<div class="alert alert-warning">

# PS 1 - Bias and variance

In this problem set, we will replicate the code from lecture 2, to visualize bias and variance in model fitting, and get an understanding of what overfitting means.

## Reminder -  problem

We are trying to decide how well a model fits data.

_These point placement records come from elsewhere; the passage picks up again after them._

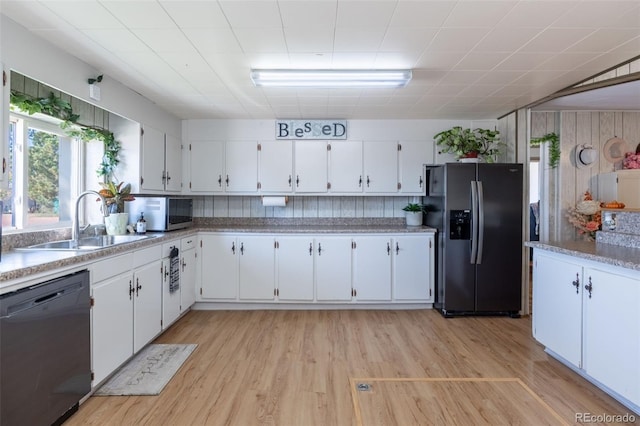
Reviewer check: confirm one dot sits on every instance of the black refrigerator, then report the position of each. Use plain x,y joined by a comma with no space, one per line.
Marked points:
477,210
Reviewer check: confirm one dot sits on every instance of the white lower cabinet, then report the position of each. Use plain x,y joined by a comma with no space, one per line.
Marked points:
295,268
587,313
557,306
256,267
611,343
372,268
384,268
147,306
218,267
112,325
188,269
127,311
333,269
413,256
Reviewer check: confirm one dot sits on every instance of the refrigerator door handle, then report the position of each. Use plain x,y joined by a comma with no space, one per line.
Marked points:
474,221
480,222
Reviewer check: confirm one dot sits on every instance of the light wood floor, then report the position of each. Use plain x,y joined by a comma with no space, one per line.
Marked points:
294,368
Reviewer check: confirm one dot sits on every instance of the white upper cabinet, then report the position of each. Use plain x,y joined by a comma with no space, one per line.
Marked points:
241,162
276,164
206,166
381,167
173,163
413,155
160,161
311,166
345,167
152,173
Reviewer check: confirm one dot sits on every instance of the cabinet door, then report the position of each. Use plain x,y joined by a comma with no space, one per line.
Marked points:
413,155
173,164
147,306
170,300
557,305
413,277
112,325
311,166
219,267
241,166
333,268
372,268
345,166
295,268
257,267
206,160
276,166
612,331
188,279
381,167
152,160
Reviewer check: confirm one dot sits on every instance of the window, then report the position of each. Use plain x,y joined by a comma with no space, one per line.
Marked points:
44,174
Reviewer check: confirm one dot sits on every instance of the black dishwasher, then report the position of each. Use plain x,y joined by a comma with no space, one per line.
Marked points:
45,351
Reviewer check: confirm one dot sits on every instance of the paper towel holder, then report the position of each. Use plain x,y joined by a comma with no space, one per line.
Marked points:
274,201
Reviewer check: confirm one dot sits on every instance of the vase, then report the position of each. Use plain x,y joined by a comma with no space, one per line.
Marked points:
116,223
413,218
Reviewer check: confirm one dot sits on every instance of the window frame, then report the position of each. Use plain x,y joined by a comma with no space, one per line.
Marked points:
44,123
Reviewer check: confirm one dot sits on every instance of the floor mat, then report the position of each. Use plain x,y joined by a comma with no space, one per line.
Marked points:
149,371
450,401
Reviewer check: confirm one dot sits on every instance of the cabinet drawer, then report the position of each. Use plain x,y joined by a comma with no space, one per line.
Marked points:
146,255
111,267
166,247
188,243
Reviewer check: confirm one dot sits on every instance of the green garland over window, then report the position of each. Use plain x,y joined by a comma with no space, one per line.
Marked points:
554,147
61,109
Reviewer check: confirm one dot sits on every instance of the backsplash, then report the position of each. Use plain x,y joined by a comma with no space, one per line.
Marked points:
221,206
627,230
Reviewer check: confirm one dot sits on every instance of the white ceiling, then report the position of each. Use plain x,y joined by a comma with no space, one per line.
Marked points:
471,59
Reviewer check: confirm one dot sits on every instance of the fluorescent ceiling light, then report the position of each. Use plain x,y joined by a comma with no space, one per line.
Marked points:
330,78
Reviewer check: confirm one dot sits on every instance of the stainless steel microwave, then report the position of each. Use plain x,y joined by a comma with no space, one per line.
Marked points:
161,213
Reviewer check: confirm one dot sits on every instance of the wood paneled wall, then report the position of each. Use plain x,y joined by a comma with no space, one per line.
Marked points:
567,183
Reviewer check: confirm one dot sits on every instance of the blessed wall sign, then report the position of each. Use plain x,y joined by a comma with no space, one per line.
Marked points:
311,129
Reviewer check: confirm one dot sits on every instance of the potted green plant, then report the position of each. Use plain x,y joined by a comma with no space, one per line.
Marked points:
115,195
484,144
413,214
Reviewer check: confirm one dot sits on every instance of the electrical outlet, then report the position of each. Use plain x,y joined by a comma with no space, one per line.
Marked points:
94,92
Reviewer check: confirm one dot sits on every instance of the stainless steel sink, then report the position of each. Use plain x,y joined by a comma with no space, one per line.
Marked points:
88,243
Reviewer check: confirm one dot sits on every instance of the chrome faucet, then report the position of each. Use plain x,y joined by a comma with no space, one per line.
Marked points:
75,230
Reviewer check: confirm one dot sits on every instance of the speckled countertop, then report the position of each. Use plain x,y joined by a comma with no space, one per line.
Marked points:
17,265
626,257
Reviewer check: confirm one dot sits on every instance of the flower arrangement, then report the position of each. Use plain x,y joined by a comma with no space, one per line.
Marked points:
631,161
115,195
586,217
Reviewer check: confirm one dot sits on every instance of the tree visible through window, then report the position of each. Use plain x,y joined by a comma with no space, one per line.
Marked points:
43,173
42,169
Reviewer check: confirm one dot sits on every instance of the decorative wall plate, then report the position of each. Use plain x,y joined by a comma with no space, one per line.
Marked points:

We assume our data is a set of $(x_i,y_i)$ points (e.g. age, task accuracy) generated by a true target function $f$ (unknown; for example, accuracy in a task as a function of age): $$y_1 \sim f(x_i) + noise$$
Our goal is to figure out $f$ (for example, does task accuracy increase linearly with age, or is the link more complex?).


## Reminder - approach
We model it with a proposed "computational model", which is here a function $g(x)$, for example a linear regression (2 parameters: intercept, slope), or an n degree polynomial function ($n+1$ parameters). 

After we find the best parameters for a model, we can measure how well our model is doing by 
- checking its prediction for each data point in the training set (e.g. how well do I expect a 16 year-old to do in the task?): $g(x_i)$. 
- computing the prediction error for this data point as the distance to the true value $(y_i-g(x_i))^2$.
- averaging this error over all the data points: $Error_{train} = \frac{1}{N}\sum_i ^N (y_i-g(x_i))^2$.

This tells us how close we are to the training data, but not the true function. To see that, we want to measure how well we can predict *new* test data, that is a new set of points $(x^{test} _i, y^{test} _i)$. We can compute the testing error the same way: $Error_{test} = \frac{1}{N}\sum_i ^N (y^{test} _i-g(x^{test} _i))^2$.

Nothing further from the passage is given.